A Malet, premio Nobel 20106, físico y experto en la mecánica de los fluidos, por fin le han reconocido sus teorías pero muchos lo tomaron por un iluminado no hace tanto. ¿Conocen la Ley del desdoblamiento? Malet sostiene que tenemos dos tiempos diferentes a la misma vez. Un segundo en un tiempo consciente y miles de millones de segundos en otro tiempo imperceptible, en el que hacemos cosas cuya experiencia pasamos luego al consciente. Esta teoría explica de un modo científico —que me costaría horrores reproducir aquí—el por qué de los “Dejà vu”, las premoniciones, las intuiciones e incluso los flechazos. Ese alguien te impacta porque tu yo cuántico ya lo ha vivido todo antes que tú, porque, aunque tu memoria consciente lo haya olvidado, tu memoria subconsciente tiene muy presente los besos, los olores, las sábanas, los coitos, las promesas de amor y casi también todo el caos que sobreviene después: el desengaño, el dolor, las lágrimas y la depresión.  No es flechazo, es que te vas de cabeza a vivir lo que ya conoces. Como nos gusta lo malo conocido.

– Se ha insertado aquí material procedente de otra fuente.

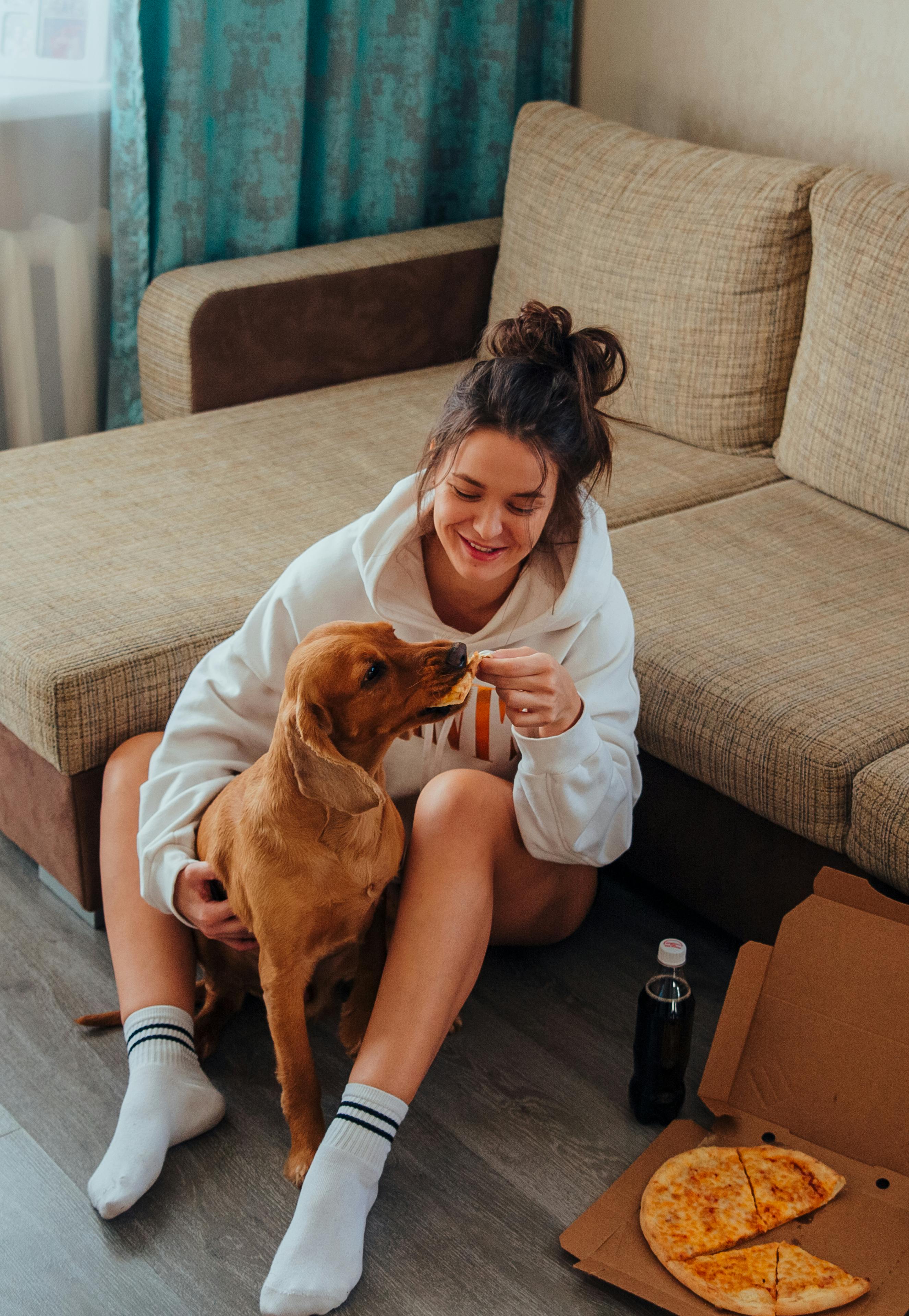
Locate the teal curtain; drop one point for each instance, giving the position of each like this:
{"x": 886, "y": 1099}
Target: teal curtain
{"x": 244, "y": 127}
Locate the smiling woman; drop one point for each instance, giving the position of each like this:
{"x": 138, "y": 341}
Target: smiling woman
{"x": 523, "y": 789}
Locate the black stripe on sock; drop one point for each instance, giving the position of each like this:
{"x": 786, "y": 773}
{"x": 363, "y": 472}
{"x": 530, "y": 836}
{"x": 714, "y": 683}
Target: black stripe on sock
{"x": 144, "y": 1028}
{"x": 352, "y": 1119}
{"x": 163, "y": 1037}
{"x": 367, "y": 1110}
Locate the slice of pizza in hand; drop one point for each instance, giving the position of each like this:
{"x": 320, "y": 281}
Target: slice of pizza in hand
{"x": 698, "y": 1202}
{"x": 741, "y": 1281}
{"x": 805, "y": 1283}
{"x": 460, "y": 693}
{"x": 787, "y": 1184}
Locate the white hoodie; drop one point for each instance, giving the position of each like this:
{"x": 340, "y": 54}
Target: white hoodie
{"x": 573, "y": 793}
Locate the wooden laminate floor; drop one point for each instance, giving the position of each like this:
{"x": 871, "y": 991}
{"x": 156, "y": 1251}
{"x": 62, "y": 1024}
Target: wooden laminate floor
{"x": 520, "y": 1126}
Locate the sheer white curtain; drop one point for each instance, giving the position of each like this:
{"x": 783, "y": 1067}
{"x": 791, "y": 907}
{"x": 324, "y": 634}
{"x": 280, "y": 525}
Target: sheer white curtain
{"x": 54, "y": 219}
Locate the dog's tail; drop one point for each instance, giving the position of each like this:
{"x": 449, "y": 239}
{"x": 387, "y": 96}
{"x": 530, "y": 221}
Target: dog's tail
{"x": 111, "y": 1019}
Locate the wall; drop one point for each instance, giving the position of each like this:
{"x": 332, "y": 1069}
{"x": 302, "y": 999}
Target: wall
{"x": 823, "y": 81}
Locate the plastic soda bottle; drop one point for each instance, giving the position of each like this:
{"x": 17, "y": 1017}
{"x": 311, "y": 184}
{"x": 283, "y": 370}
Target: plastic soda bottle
{"x": 662, "y": 1039}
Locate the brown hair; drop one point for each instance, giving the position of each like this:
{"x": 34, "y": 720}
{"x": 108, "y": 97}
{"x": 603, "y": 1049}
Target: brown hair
{"x": 541, "y": 386}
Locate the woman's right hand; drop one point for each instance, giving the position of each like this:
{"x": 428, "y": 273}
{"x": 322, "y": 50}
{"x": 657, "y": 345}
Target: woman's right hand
{"x": 199, "y": 897}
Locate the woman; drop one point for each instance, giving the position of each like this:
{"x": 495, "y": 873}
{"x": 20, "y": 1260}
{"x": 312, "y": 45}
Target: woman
{"x": 494, "y": 541}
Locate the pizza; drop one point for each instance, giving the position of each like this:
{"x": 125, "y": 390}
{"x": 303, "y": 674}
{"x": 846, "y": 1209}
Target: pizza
{"x": 703, "y": 1202}
{"x": 787, "y": 1184}
{"x": 805, "y": 1283}
{"x": 741, "y": 1281}
{"x": 769, "y": 1280}
{"x": 460, "y": 693}
{"x": 699, "y": 1202}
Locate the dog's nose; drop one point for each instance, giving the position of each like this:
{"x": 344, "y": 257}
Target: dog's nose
{"x": 456, "y": 657}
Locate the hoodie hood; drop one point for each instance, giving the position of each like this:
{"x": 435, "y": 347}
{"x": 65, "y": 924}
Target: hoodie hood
{"x": 390, "y": 560}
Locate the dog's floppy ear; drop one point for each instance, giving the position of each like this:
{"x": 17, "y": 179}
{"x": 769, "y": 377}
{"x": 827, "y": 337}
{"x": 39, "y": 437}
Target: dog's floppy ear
{"x": 323, "y": 774}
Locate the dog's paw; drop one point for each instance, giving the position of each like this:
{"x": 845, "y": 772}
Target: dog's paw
{"x": 207, "y": 1040}
{"x": 296, "y": 1165}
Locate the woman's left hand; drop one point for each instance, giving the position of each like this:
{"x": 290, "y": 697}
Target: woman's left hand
{"x": 538, "y": 694}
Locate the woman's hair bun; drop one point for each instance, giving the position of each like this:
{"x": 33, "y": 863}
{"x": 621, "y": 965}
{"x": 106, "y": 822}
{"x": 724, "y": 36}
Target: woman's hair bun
{"x": 544, "y": 336}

En el 2006 la revista American Institute of Physics de Nueva York y su comité científico validaron la teoría de Malet. Llevo días escuchando a este francés quien asegura que existen infinitos planos de realidad. Existen cientos de “yoes” pululando alrededor. No los vemos, pero están ahí. Hay una miríada de opciones y de mundos posibles que coexisten en otros cientos de planos y tu yo cuántico te las acerca en sueños para que aceptes, por ejemplo,  que lo mejor que pudo ocurrir fue la ruptura. Y así le das una oportunidad a tu yo consciente de abrirse a otros caminos. El yo cuántico te dice, mira tonta, esto es lo que te hubiese pasado si hubieras seguido con fulanito. Y como un fantasma de las navidades futuras, te ves a ti misma, onírica, atrapada en un bucle de frustración y aburrimiento.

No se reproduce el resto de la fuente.